I avoide re-posting any other author in this blog. However, this post (see below in red) from Paul Krugman deserves to be reposted one-to-one becasue I agree with many of his statements on macroeconomics. At the same time, Paul needs to make a step ahead and to look at the principal problem of macroeconomics as a science - the absence of quantitative justification and the direct rejection of empirical proof as the tool of the macroeconomics progress. When one cannot measure the progress of a science in quantitative terms - this progress cannot be seen. Hence, economics has to open itself for a criticism from the broader scientific society before it becomes a second rate sect, which is very close to be the truth.
In a few hours Sylvia Nasar and I will have an on-stage dialogue at the 92nd Street Y, centered around her new book The Grand Pursuit, which offers a set of fascinating portraits of the makers of economics. (Irving Fisher invented the Rolodex?) But as I was reading her book I have to admit that I found myself wondering whether there’s much to celebrate.
I’ve never liked the notion of talking about economic “science” — it’s much too raw and imperfect a discipline to be paired casually with things like chemistry or biology, and in general when someone talks about economics as a science I immediately suspect that I’m hearing someone who doesn’t know that models are only models. Still, when I was younger I firmly believed that economics was a field that progressed over time, that every generation knew more than the generation before.
The question now is whether that’s still true. In 1971 it was clear that economists knew a lot that they hadn’t known in 1931. Is that clear when we compare 2011 with 1971? I think you can actually make the case that in important ways the profession knew more in 1971 than it does now.

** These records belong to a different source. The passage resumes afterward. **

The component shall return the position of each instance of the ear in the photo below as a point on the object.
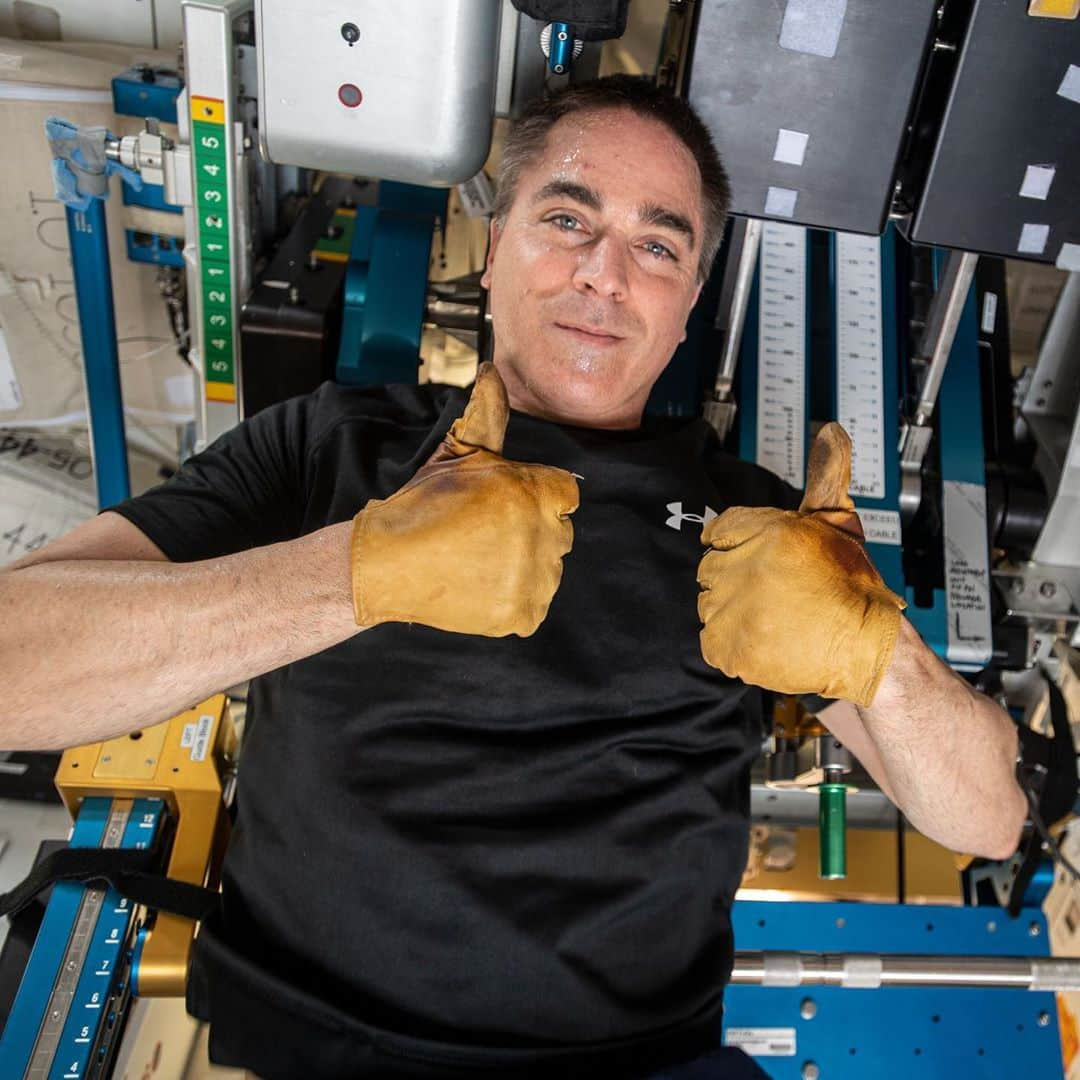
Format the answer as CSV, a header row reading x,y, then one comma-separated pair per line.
x,y
493,242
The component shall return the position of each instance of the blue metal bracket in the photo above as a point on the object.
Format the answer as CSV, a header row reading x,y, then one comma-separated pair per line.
x,y
896,1033
387,284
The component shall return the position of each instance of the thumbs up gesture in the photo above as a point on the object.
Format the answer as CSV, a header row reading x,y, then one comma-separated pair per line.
x,y
473,542
791,601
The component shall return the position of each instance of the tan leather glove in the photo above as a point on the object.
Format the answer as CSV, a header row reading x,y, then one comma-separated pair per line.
x,y
792,602
472,543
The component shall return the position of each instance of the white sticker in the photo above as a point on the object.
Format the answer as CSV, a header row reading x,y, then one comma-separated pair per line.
x,y
1068,257
780,202
967,574
11,392
812,26
880,526
1070,84
1037,180
200,744
860,356
763,1041
1033,239
781,354
477,196
791,147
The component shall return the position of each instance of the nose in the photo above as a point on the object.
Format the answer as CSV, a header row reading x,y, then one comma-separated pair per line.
x,y
602,269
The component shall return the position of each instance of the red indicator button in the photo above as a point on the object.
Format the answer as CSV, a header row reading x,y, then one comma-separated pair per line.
x,y
350,95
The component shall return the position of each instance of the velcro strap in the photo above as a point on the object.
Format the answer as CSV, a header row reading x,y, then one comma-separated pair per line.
x,y
132,873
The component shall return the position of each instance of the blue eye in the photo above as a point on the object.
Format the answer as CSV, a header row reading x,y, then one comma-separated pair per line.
x,y
656,248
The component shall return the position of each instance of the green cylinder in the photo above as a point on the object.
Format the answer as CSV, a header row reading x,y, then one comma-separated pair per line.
x,y
832,824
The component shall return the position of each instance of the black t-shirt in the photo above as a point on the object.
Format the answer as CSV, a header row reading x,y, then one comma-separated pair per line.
x,y
509,845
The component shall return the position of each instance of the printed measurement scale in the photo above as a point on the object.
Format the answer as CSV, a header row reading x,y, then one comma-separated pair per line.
x,y
782,325
859,361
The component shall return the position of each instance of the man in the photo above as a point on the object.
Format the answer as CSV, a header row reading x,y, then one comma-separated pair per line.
x,y
502,829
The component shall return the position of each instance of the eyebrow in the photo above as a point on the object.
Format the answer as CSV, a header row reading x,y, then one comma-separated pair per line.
x,y
649,213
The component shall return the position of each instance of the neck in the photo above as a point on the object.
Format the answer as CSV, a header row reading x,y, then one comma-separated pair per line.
x,y
525,399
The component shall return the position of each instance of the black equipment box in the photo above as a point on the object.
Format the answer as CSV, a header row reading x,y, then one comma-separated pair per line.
x,y
808,137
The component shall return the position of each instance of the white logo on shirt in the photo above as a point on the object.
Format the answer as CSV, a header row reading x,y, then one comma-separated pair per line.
x,y
677,517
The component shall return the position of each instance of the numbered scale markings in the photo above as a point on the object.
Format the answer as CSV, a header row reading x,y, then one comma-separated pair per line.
x,y
212,213
859,360
781,381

I’ve written a lot about the Dark Age of macroeconomics, of the way economists are recapitulating 80-year-old fallacies in the belief that they’re profound insights, because they’re ignorant of the hard-won insights of the past.

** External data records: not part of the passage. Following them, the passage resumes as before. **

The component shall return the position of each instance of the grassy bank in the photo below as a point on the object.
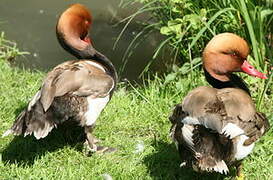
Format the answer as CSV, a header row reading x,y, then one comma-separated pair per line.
x,y
136,116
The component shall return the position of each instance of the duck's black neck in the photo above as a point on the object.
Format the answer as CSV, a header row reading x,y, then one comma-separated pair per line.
x,y
234,82
89,53
103,60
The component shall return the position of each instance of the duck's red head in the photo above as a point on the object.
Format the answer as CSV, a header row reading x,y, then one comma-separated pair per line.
x,y
73,28
227,53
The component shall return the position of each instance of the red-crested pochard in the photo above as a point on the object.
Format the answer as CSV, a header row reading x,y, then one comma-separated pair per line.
x,y
74,90
216,127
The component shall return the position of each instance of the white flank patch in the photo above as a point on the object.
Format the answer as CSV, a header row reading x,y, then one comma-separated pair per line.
x,y
190,120
96,65
241,150
231,130
221,167
35,98
187,135
95,106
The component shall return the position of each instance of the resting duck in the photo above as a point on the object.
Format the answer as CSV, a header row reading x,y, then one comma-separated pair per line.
x,y
74,90
216,127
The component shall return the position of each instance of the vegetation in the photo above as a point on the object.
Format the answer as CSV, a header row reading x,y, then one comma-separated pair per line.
x,y
188,25
135,121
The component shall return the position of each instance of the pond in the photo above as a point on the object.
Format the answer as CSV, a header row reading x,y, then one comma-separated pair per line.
x,y
31,23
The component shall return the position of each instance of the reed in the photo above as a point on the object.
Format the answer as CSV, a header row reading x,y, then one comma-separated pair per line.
x,y
191,24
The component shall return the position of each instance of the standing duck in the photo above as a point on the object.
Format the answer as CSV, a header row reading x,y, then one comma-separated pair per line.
x,y
216,127
74,90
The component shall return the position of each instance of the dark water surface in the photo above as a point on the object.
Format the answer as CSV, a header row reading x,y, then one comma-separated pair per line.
x,y
31,23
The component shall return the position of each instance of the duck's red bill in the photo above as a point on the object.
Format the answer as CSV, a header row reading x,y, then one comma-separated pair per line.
x,y
249,69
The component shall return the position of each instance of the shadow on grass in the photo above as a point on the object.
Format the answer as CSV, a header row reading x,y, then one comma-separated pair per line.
x,y
24,150
164,164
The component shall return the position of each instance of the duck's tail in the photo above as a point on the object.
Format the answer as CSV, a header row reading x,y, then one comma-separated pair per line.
x,y
209,148
32,119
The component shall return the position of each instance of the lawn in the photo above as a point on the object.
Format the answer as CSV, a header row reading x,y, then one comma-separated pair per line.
x,y
137,116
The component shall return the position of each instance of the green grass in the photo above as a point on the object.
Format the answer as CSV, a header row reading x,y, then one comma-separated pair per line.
x,y
135,114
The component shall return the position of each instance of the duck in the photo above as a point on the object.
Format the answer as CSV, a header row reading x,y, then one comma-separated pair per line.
x,y
76,90
216,127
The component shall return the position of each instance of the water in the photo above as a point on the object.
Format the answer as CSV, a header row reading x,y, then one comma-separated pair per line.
x,y
31,23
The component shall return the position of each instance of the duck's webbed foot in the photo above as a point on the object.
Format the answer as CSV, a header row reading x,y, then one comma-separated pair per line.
x,y
90,146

What I’d add to that is that at this point it seems to me that many economists aren’t even trying to get at the truth. When I look at a lot of what prominent economists have been writing in response to the ongoing economic crisis, I see no sign of intellectual discomfort, no sense that a disaster their models made no allowance for is troubling them; I see only blithe invention of stories to rationalize the disaster in a way that supports their side of the partisan divide. And no, it’s not symmetric: liberal economists by and large do seem to be genuinely wrestling with what has happened, but conservative economists don’t.
And all this makes me wonder what kind of an enterprise I’ve devoted my life to.